Fuel-cell cars have become a pet project of the Japanese government. Japan is now considering subsidies and tax breaks so vehicles can be purchased by consumers for about 2 million yen ($20,000, £11,500, AU$21,000) -- the same price as gas-electric hybrids -- by 2025.

And Toyota sees fuel-cell technology -- not pure battery-electric cars like the Tesla -- as the future.

Jim Lentz, CEO of Toyota's North American region, recently told Automotive News that battery-electric vehicles are viable only in "a select way, in short-range vehicles that take you that extra mile...But for long-range travel primary vehicles, we feel there are better alternatives, such as hybrids and plug-in hybrids, and tomorrow with fuel cells."
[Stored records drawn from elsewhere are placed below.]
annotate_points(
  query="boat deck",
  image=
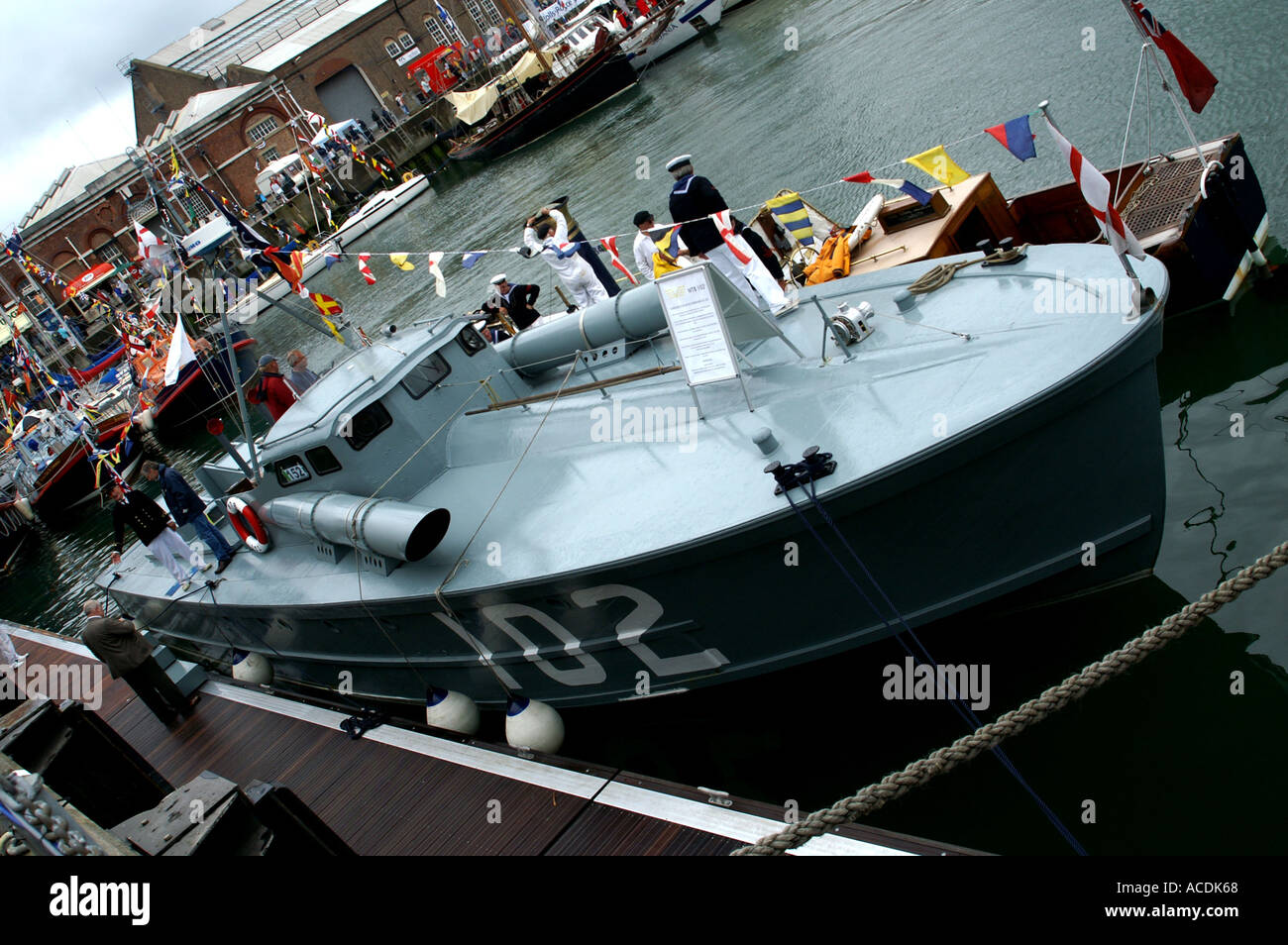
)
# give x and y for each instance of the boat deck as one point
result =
(402, 790)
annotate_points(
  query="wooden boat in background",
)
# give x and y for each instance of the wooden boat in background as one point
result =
(1203, 231)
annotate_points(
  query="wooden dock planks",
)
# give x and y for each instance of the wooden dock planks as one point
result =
(404, 793)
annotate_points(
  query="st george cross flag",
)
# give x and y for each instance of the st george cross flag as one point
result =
(900, 184)
(725, 226)
(180, 352)
(610, 245)
(1197, 82)
(1095, 191)
(1017, 137)
(436, 269)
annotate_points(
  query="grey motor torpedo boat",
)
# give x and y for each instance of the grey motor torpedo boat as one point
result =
(523, 518)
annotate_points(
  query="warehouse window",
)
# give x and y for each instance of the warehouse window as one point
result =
(484, 14)
(262, 129)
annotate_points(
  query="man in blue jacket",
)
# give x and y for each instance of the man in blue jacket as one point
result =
(187, 506)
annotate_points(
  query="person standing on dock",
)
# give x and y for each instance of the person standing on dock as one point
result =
(301, 378)
(155, 529)
(185, 506)
(553, 245)
(271, 390)
(128, 657)
(694, 198)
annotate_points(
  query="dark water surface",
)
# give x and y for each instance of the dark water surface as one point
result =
(1172, 761)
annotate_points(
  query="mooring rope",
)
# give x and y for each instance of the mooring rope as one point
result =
(893, 786)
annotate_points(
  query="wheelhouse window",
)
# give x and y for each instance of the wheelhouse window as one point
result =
(426, 374)
(322, 460)
(366, 425)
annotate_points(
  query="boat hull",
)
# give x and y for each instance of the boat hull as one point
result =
(695, 18)
(595, 81)
(1008, 507)
(204, 387)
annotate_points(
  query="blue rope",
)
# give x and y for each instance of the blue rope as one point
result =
(962, 709)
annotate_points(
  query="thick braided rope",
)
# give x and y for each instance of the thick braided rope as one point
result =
(876, 795)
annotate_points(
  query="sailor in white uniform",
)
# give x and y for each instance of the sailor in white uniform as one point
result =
(644, 246)
(572, 269)
(694, 200)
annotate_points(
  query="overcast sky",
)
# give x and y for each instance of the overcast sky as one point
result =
(63, 99)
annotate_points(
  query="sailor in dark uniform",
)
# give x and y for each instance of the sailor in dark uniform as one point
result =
(695, 198)
(514, 301)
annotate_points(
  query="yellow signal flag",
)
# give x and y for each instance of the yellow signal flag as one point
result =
(936, 163)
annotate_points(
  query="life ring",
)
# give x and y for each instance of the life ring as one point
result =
(248, 525)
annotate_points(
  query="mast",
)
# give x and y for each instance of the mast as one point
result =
(518, 21)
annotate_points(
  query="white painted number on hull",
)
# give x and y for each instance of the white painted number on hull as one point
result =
(630, 631)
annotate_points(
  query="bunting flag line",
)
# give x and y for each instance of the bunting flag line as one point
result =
(725, 226)
(1095, 191)
(364, 258)
(1196, 80)
(437, 271)
(897, 183)
(610, 245)
(936, 163)
(1017, 137)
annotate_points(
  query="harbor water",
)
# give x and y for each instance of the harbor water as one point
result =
(1183, 755)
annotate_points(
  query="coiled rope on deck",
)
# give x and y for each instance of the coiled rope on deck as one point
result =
(893, 786)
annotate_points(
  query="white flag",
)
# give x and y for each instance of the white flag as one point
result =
(1096, 192)
(437, 271)
(146, 240)
(180, 352)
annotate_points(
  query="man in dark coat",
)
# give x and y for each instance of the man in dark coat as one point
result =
(692, 200)
(271, 390)
(515, 301)
(185, 506)
(129, 657)
(155, 529)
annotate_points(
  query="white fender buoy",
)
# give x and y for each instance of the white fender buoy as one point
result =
(451, 711)
(253, 667)
(864, 220)
(531, 724)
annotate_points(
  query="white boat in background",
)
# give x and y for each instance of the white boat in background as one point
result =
(691, 21)
(378, 207)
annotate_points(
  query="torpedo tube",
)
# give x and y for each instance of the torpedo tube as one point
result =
(253, 667)
(451, 711)
(533, 725)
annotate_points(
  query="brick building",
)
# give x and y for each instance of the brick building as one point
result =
(224, 95)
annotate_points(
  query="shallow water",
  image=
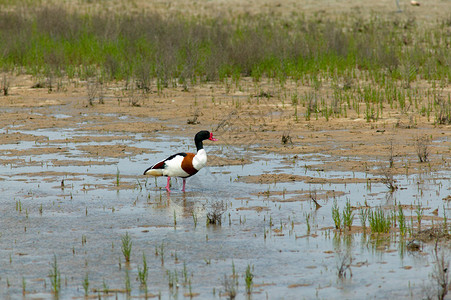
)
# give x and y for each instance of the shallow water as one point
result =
(78, 213)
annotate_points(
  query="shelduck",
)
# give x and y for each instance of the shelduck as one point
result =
(183, 165)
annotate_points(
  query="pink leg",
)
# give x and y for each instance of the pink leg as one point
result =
(167, 185)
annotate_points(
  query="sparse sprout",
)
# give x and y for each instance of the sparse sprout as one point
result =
(55, 277)
(336, 215)
(126, 246)
(249, 279)
(143, 273)
(422, 148)
(86, 284)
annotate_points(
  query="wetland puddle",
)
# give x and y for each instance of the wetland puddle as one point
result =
(72, 195)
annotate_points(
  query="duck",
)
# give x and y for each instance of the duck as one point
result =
(183, 165)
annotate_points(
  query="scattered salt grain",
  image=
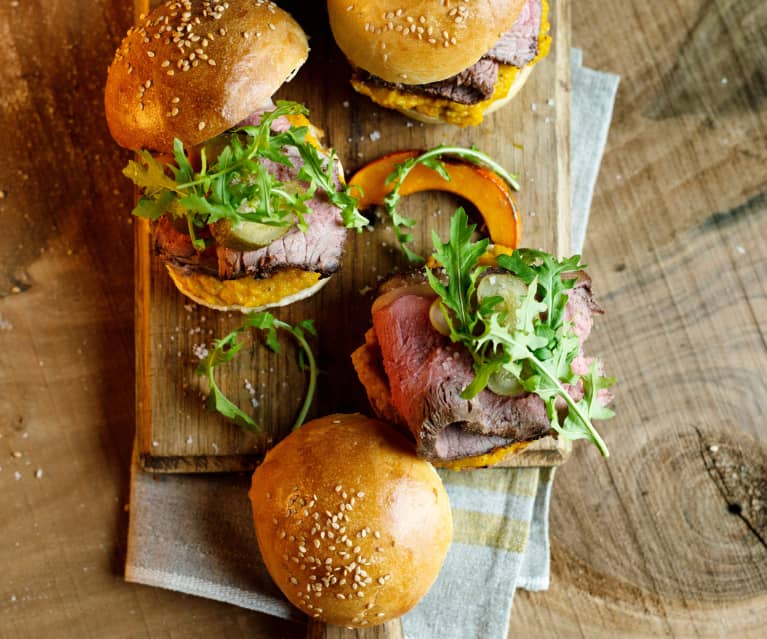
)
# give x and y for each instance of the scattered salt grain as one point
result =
(200, 351)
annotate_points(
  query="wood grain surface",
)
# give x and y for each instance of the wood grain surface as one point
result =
(665, 539)
(175, 431)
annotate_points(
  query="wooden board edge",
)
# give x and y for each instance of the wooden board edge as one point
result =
(199, 464)
(142, 319)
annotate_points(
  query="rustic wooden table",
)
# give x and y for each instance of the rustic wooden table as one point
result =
(667, 538)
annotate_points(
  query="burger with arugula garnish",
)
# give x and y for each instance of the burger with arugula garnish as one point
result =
(249, 210)
(476, 361)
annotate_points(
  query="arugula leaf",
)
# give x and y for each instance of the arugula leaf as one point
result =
(226, 348)
(537, 348)
(236, 186)
(459, 257)
(432, 159)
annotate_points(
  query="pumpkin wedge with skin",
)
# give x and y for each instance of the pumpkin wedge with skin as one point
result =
(479, 185)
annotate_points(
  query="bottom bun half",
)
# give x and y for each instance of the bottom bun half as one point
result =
(247, 294)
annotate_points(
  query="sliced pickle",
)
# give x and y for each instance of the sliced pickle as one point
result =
(246, 236)
(510, 288)
(504, 383)
(437, 317)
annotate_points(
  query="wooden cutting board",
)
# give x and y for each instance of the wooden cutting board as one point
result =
(530, 137)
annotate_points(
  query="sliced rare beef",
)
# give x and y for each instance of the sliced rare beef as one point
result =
(519, 45)
(470, 86)
(318, 249)
(426, 374)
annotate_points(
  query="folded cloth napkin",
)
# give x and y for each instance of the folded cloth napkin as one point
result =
(194, 534)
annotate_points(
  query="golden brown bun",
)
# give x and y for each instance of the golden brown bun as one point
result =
(212, 77)
(442, 39)
(352, 526)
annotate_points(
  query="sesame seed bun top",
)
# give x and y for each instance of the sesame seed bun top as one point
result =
(352, 526)
(422, 41)
(192, 69)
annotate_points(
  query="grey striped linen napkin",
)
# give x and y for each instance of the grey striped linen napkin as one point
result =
(194, 534)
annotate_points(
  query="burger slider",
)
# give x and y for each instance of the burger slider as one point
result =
(352, 526)
(249, 210)
(472, 397)
(441, 62)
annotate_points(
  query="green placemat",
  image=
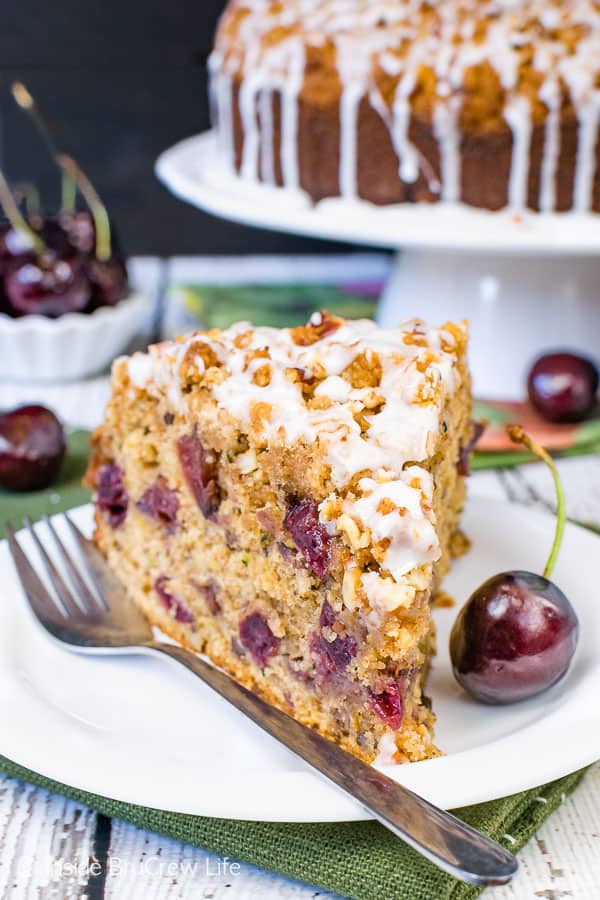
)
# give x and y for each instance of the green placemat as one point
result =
(361, 860)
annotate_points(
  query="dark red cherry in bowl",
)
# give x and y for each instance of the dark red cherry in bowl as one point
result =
(517, 633)
(563, 387)
(514, 638)
(32, 448)
(47, 285)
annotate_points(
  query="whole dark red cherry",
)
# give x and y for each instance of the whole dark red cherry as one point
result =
(47, 285)
(517, 633)
(563, 387)
(514, 638)
(32, 447)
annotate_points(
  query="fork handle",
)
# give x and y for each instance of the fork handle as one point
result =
(447, 841)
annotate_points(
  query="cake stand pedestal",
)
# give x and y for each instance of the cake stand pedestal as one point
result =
(527, 284)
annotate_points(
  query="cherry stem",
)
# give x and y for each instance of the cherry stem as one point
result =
(518, 436)
(68, 194)
(13, 214)
(71, 169)
(97, 208)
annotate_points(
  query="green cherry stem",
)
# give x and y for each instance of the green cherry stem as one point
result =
(13, 214)
(71, 169)
(68, 194)
(97, 208)
(518, 436)
(30, 194)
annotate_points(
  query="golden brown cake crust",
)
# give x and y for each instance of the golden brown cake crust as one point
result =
(498, 108)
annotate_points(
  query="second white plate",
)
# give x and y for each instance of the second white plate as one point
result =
(194, 171)
(141, 731)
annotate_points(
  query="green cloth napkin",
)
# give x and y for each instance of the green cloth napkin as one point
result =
(361, 860)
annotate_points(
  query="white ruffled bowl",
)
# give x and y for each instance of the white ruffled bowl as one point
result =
(35, 348)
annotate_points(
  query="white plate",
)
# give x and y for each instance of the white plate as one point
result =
(194, 171)
(141, 731)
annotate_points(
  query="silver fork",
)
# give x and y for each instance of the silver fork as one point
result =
(94, 615)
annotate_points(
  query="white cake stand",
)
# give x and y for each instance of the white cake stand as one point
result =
(527, 283)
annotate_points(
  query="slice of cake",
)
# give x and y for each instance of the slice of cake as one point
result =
(286, 501)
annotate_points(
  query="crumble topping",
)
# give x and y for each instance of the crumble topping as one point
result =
(369, 399)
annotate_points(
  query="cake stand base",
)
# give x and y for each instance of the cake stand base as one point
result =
(518, 307)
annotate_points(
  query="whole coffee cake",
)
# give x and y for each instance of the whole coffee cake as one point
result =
(494, 103)
(286, 502)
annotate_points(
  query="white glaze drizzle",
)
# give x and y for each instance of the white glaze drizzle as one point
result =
(418, 374)
(267, 162)
(392, 35)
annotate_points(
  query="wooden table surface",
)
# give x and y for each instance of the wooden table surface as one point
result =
(51, 848)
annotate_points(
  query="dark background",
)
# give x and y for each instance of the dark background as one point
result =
(122, 80)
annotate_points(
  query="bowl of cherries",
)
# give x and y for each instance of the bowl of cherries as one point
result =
(66, 307)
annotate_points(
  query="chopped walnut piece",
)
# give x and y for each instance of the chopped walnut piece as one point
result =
(460, 336)
(257, 353)
(260, 415)
(199, 357)
(443, 600)
(243, 339)
(364, 371)
(262, 376)
(385, 506)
General Motors, for its part, has a fleet of hydrogen fuel-cell vehicles and is working with Honda to accelerate the development of hydrogen fuel-cell powertrain technology. GM has mentioned the 2015-2020 timeframe for release to the public.

Fuel-cell vehicles -- which combine hydrogen with oxygen to generate electricity as the car goes along, and emit only water vapor as exhaust -- would presumably compete with all-electric cars like the Tesla and plug-in hybrids like the Chevrolet Volt.

One of the biggest challenges -- besides the high price -- is building a hydrogen fueling station infrastructure. Japan has stations numbering only in the dozens. California is one of the few states in the US allocating money for a fueling station infrastructure, with plans to have enough stations to support 10,000 vehicles.